Thursday, August 26, 2010

Life

Find myself feeling pretty "something", "normal" I don't know. Usually when I'm alone I am scheming for something great. But lately I haven't been acting on that, and not among people socially either, I don't think at least. It feels settling but mundane as well, like somethings missing, but something isn't. I feel like their is a day coming were I will need to be exuberant and impressive, but right now I don't really care, I like being myself, and I'm growing tired of trying to shine above the rest. I'm still very nervous and find myself being frightened by the elements of this world, girls, jobs, friends, loneliness, family, the pressure of days.

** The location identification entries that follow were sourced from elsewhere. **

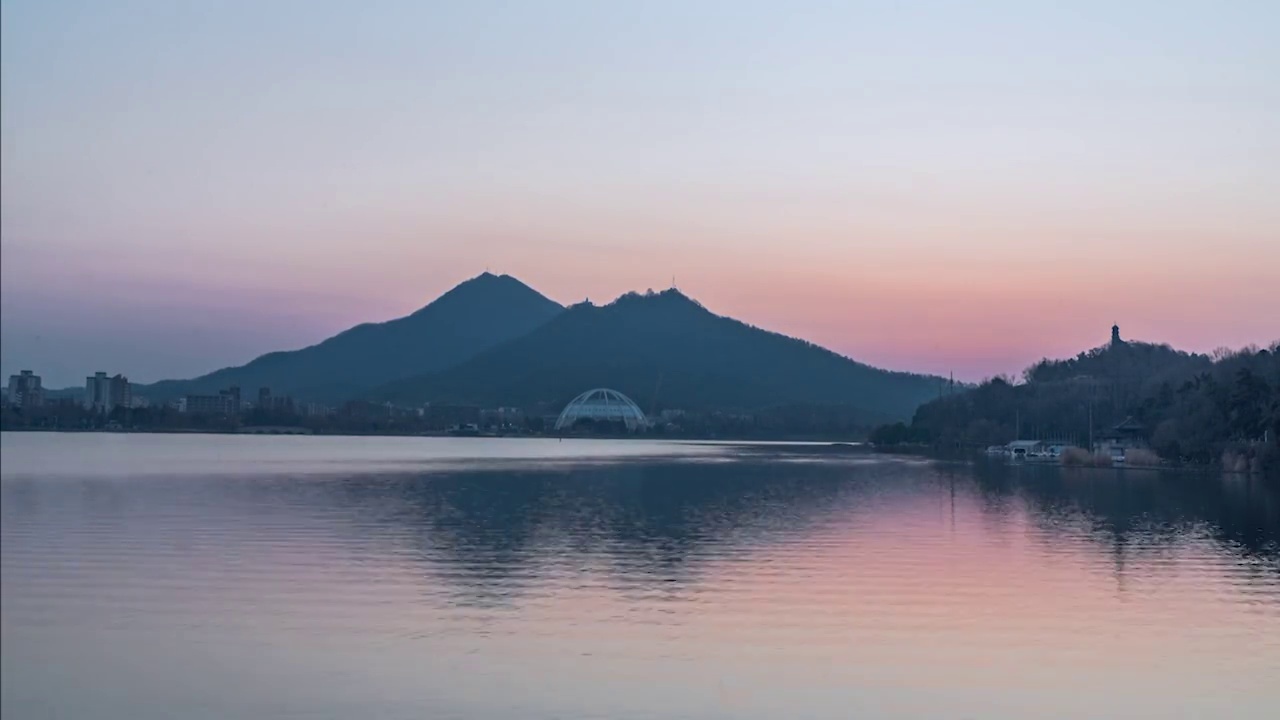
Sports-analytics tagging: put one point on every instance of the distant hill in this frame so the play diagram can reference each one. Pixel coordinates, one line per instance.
(667, 349)
(1188, 406)
(472, 317)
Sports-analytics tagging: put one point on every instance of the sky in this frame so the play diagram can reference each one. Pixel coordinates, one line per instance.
(924, 186)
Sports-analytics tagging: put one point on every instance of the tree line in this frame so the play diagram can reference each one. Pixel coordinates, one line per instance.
(1191, 408)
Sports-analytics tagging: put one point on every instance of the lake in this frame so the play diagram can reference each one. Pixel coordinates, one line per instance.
(156, 577)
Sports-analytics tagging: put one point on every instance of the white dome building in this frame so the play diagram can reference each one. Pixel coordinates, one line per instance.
(602, 405)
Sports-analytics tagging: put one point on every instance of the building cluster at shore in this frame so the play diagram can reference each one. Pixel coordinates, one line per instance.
(105, 393)
(109, 402)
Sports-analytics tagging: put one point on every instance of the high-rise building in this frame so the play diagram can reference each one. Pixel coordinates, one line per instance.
(104, 393)
(225, 402)
(26, 391)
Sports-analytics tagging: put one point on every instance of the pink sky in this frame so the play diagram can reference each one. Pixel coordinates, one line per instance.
(955, 191)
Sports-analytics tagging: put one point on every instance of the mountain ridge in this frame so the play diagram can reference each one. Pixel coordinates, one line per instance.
(474, 315)
(666, 345)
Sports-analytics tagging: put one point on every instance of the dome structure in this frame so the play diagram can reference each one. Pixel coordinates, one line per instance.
(602, 405)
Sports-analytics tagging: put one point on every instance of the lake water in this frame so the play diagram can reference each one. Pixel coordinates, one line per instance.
(156, 577)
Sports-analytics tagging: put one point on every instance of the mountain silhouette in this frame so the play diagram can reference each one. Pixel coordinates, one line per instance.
(475, 315)
(666, 347)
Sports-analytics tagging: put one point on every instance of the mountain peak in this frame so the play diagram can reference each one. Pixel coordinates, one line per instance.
(670, 297)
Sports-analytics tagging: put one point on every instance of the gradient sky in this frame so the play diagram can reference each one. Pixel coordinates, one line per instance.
(924, 186)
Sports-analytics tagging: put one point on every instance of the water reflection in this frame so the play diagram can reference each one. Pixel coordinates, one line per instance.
(744, 584)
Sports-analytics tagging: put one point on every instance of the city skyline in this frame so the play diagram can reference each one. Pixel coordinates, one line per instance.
(920, 188)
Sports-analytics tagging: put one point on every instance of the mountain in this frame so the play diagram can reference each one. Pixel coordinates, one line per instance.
(1187, 406)
(475, 315)
(666, 347)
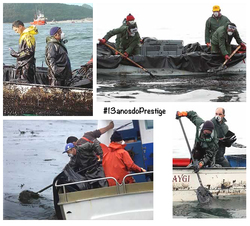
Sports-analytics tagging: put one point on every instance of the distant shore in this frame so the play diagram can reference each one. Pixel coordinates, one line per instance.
(85, 20)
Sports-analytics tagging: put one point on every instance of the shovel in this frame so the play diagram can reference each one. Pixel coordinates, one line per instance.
(26, 196)
(223, 66)
(204, 196)
(138, 65)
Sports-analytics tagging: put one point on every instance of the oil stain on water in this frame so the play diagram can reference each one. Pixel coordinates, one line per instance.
(226, 207)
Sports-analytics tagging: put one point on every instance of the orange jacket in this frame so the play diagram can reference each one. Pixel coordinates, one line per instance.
(117, 162)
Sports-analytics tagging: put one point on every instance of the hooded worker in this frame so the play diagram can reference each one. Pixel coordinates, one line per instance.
(25, 66)
(222, 37)
(213, 23)
(128, 37)
(117, 162)
(85, 156)
(56, 57)
(206, 141)
(225, 136)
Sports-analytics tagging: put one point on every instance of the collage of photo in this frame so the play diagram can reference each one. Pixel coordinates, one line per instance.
(106, 102)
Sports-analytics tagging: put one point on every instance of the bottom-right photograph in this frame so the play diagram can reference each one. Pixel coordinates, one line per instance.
(209, 163)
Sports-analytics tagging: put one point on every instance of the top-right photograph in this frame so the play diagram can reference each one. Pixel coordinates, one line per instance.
(169, 52)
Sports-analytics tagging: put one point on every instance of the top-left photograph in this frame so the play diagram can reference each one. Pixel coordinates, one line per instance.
(47, 59)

The pressure of days has deeply affected me in my life, and even though I think I have come such a long ways since college started, from one year to the next, I am still incredibly insecure. But God helps me still, according to the measure of faith he has given me. I wonder what makes me so scared though, I'm fragile beyond measure. Jesus is amazing. I don't write this journal because I'm upset with my state, although I am to some degree, just being honest with myself and realizing this brings to light for me how amazing Jesus really is. My friend Jeff Ballard always use to say to me man it seems like you always have it all together and I tell him, "No man I was scared shitless." And then I proceed to tell him the same, that I'm amazed by what he does, and he says "Dude I don't know what I'm doing either, I'm a nervous wreck to." We both follow Jesus and it finally makes sense, people aren't making it up when the say they have no clue what they are doing, they don't, but Jesus does. I think I'm making this sound to easy though. Lately I have felt like an expired gallon of milk that the family is still drinking out of, because it tastes ok.

Saturday, August 21, 2010

Softball Team

Our softball team lost both of it's game in a double elimination tournament today. We had a couple of battles losing the first game 11-6 and losing the second game 11-12 in a extra innings thriller. It was a solid team effort, we all had our spectacular moments and we all had our fair share of mistakes'. Lately I have pondered the difference between success and failure. It's so easy to get tied up in winning and losing in softball because when the games over we get immediate results, a Final score. I find myself continuously throughout my life believing in Final scores. It's really a place where I feel torn as a human being because winning and losing is a big part of life, but unlike sports, in my daily life I can't always see final scores. So it's much harder to decipher what I am losing and what I am gaining. I find myself wishing that their were final scores for everything because then I would simply know who I am, and where I stand. Just think if we really did have personal final scores already, would their be reason to change, would progress be made, we got the job done already and that's all that matters, right? Then how come I have walked away feeling empty from what seemingly was obvious success. You know, we lost the game today, but I felt more like a champion walking away from that field. So I will leave it to White Men Can't Jump. "Sometimes when you win, you really lose, and sometimes when you lose, you really win, and sometimes when you win or lose, you actually tie, and sometimes when you tie, you actually win or lose. Winning or losing is all one organic mechanism, from which one extracts what one needs."